Tuesday, March 3, 2009

Blue Gold

‘We simply cannot manage water in the future as we have in the past or the economic web will collapse’ stated a report released earlier this year by the World Economic Forum. Like every commodity out there (and some will object to my characterization of water as a commodity), water raises a number of issues around social responsibility. These concerns were clearly presented by Maude Barlow at last Saturday’s ‘Water: A Human Right? Let’s make it our business’ event, sponsored by Amnesty International

“Who should be making the decisions around this declining resource?” asked Ms. Barlow. Should water be a for-profit commodity, or should it belong to everyone, to the commons? This is becoming an increasingly urgent question.

The problems and the grey areas are well known. Industrial use of water, desertification, health and sanitation crises, aging infrastructure, energy use in desalination, the list goes on. As the World Economic Forum recognized ‘We are now on the verge of water bankruptcy in many places with no way of paying the debt back.’

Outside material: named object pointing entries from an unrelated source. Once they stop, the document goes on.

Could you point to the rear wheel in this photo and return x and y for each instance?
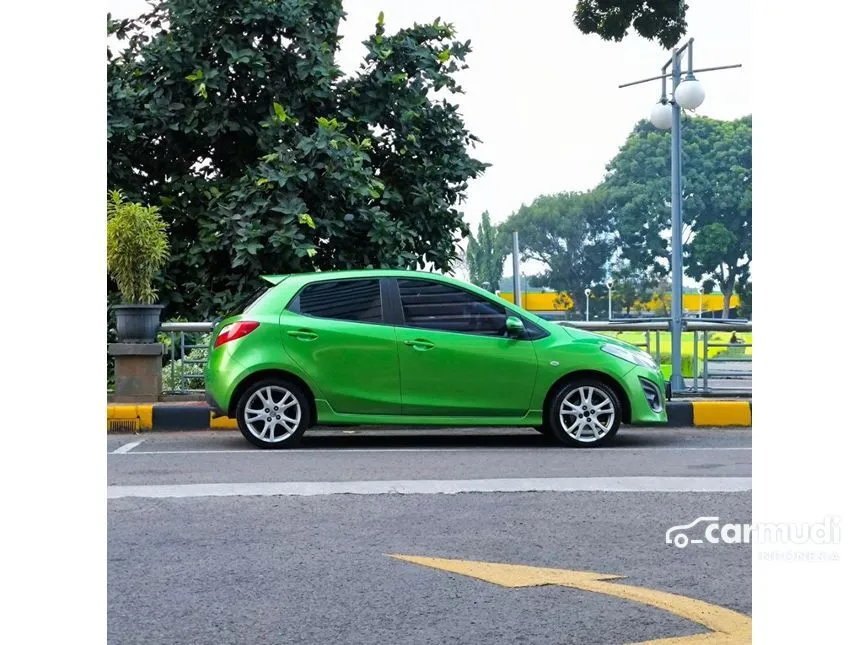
(273, 414)
(585, 413)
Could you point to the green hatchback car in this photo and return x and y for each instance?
(388, 347)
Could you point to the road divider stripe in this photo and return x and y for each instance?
(441, 486)
(185, 416)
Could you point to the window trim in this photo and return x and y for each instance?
(294, 305)
(508, 312)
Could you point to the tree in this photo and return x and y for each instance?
(663, 20)
(717, 199)
(233, 117)
(571, 234)
(485, 254)
(634, 286)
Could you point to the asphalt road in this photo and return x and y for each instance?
(314, 565)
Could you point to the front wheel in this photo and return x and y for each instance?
(585, 413)
(273, 414)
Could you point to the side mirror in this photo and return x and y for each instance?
(515, 327)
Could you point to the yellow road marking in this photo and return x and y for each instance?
(727, 627)
(222, 423)
(722, 413)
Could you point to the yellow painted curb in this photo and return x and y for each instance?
(722, 413)
(222, 423)
(122, 415)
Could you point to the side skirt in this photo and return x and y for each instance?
(327, 416)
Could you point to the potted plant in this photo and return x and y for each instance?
(137, 248)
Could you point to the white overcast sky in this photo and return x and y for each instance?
(543, 97)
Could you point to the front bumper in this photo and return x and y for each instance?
(640, 409)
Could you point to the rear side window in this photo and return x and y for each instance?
(357, 300)
(433, 305)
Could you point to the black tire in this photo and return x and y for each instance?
(589, 429)
(255, 429)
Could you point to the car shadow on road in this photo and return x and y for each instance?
(473, 438)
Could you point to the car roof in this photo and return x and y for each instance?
(364, 273)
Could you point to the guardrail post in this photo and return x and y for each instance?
(172, 359)
(695, 361)
(182, 361)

Ms. Barlow offered us solutions, not always clear cut and acceptable to all, but suggestions for thinking about how to move forward. She believes that we must begin by declaring water to be a public trust that belongs to the people, to the ecosystem and to the future. No one would own it, it would be managed by the government, and accessed by those who need it. She also asserted that we need to leave enough water in nature to allow it to function. We need to recreate a healthy hydrological cycle, focus on ecology and conservation, integrated watershed management and new agricultural policies informed by water use metrics. Our decisions around water would be based on a prioritization of water for life before commercial use.

All of this is encompassed in the idea of water as a human right. The role of business would be in the sphere of technological innovation, helping us use our water more efficiently. This contrasts starkly with much current private sector activity which involves taking our water and selling it back to us.

Water presents to socially responsible investors some overarching issues. One is the decision as to which activities belong in the private sector. As a society, how do we decide what is acceptable to be managed by corporations, on a for-profit basis, and what should be managed by the public sector. Creating a world where air and water and forests have value does involve pricing them, and therefore a degree of commoditisation. But we have seen that the old economic model where these were ‘externalities’ has led to untrammelled degradation of the natural environment at ‘no cost’ to some, and significant cost to all. Appropriate mechanisms for valuing, pricing and trading are in their infancy, but will be fundamental to a world where the economy and the environment function in tandem.